“Each of us is a book waiting to be written, and that book,
if written, results in a person explained.”
-Thomas M. Cirignano

Writing your life story is an intensely personal experience. It’s also really hard, like acting as your own legal counsel. How do you build a case for the life you’ve lived? How do you zoom out and fully see and capture that life in words?

It can be, and is, done by many brave memoirists every day. But does that mean you should? Or that you have to?

I’ve been struggling with these questions in regard to my own memoir (I even have a title for the damn thing). Several false starts, structural reorganizations, and bouts of analysis paralysis later, and I’m officially out of denial. I’m going to need to outsource this thing. I need to hire a ghostwriter.
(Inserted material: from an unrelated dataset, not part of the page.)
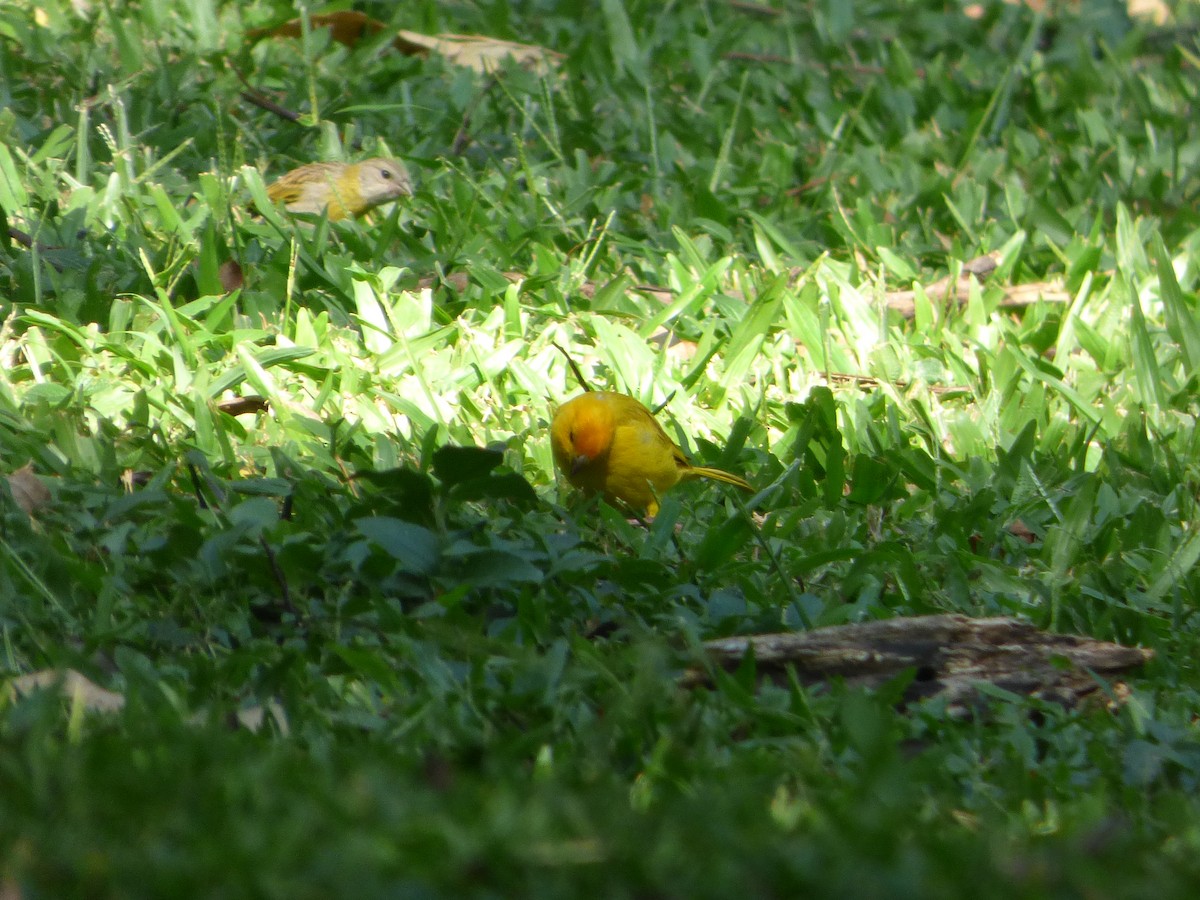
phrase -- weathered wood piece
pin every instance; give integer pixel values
(952, 655)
Tell me that’s not ironic.

It was a struggle to admit this because on some level, hiring someone to tell something as intensely personal as your life story, feels a little like outsourcing your soul.

A writer hiring a ghostwriter? This has got to be a sign of the apocalypse. But, here are some arguments in defense of my decision.
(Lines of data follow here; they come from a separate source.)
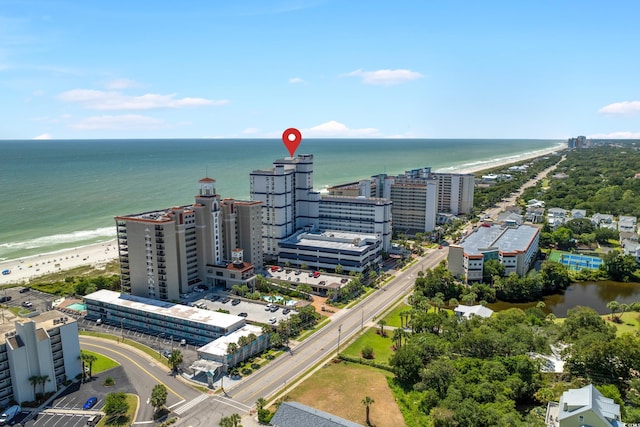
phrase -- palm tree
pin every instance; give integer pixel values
(398, 333)
(261, 403)
(90, 359)
(367, 402)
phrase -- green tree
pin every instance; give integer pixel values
(617, 266)
(116, 405)
(175, 359)
(158, 396)
(554, 277)
(367, 402)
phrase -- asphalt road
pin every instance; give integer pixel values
(144, 373)
(283, 371)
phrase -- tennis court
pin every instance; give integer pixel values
(575, 262)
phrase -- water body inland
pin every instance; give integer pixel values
(588, 294)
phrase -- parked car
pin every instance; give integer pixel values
(90, 403)
(9, 414)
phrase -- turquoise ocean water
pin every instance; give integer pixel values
(59, 194)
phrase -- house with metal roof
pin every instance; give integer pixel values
(294, 414)
(584, 406)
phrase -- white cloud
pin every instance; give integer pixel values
(332, 129)
(250, 131)
(385, 77)
(111, 100)
(116, 84)
(127, 121)
(619, 108)
(616, 135)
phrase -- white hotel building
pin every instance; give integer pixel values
(301, 227)
(46, 345)
(515, 247)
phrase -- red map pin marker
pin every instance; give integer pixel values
(291, 139)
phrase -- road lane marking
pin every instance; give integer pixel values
(138, 365)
1. Time: It’s the most valuable commodity of all and if there aren’t enough hours in the day, it’s not like you can buy more. Protect your time fiercely, by devoting it fully to your top priorities.

2. Priorities: When you get something done it’s because you’ve made it a priority. There are many reasons why some things become priorities and others don’t. But pretending that it’s a mystery – that everything that “should” be a priority, is automatically one – is lying to yourself. If it’s a priority, you’ll get it done. If it’s not, you’ll hire someone else to do it for you. If you simply ignore it – you never wanted it done in the first place. Priorities are also driven by your level of interest.

3. Interest: Just because other people find your life story fascinating, doesn’t make you legally required to agree with them. If you know on some level, that your story is interesting or inspiring, all that means is that it should be written. But not necessarily by you. In fact, outsourcing it to someone who “gets it” and can tell it in a way that you cannot, is probably the smarter decision.

If you sit down to write your life story and end up boring yourself – don’t fight it (like I‘ve been trying to do). Go back to the business of living your fascinating life. Let someone else make a case on your behalf. Who knows – you might find out that you’re far more fascinating than you previously believed?

Your story can change lives. But only if it gets done – and done well. Firing yourself from the job of writing it might be the most selfless decision you’ll ever make.